He found himself invariably playing the very characters he detested. Some of his more nefarious nasties surfaced in such films as the Humphrey Bogart classic Sahara (1943/I), as well as The Boy from Stalingrad (1943), U-Boat Prisoner (1944) and Till We Meet Again (1944).
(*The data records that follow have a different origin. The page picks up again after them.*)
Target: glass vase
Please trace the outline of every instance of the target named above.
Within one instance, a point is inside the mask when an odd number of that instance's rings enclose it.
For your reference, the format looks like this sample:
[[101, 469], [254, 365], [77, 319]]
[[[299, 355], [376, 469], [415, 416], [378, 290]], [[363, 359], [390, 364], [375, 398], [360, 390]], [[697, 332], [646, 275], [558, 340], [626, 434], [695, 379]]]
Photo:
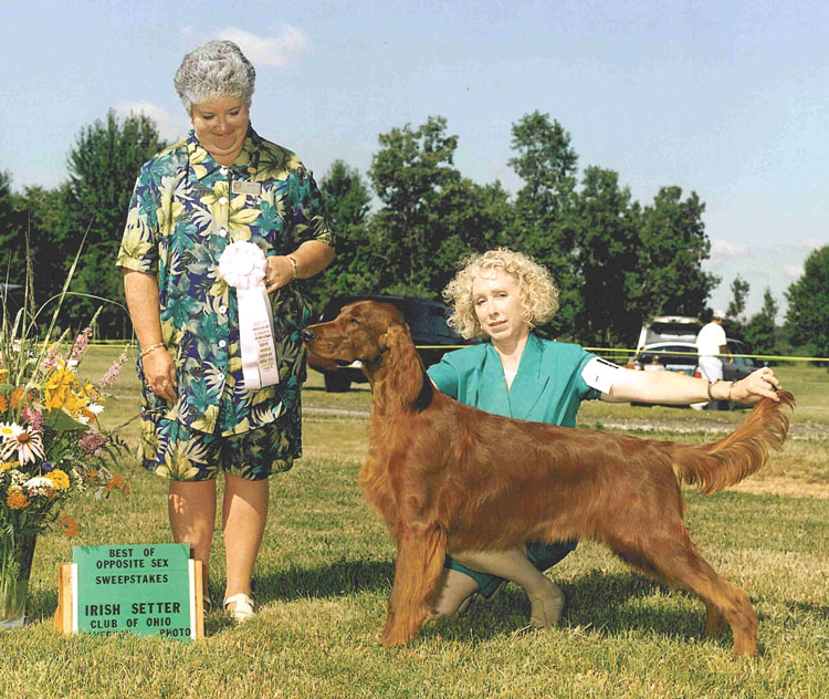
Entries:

In postwar years, he portrayed ethnic professionals (scientists, doctors, professors, foreign royalty). Some of the more quality pictures he enhanced were Tomorrow Is Forever (1946); Count Von Papen in 5 Fingers (1952); and Ronchin in the Ethel Merman musical Call Me Madam (1953). In the 1950s and 1960s he transferred his talents to TV, appearing on a number of dramatic showcases and on such popular programs as The Untouchables (1959), Hawaiian Eye (1959), The Man from U.N.C.L.E. (1964) and The Time Tunnel (1966). His last few films included minor roles in the war-themed Judgment at Nuremberg (1961), Hitler (1962), and Ship of Fools (1965), as well as The Prize (1963).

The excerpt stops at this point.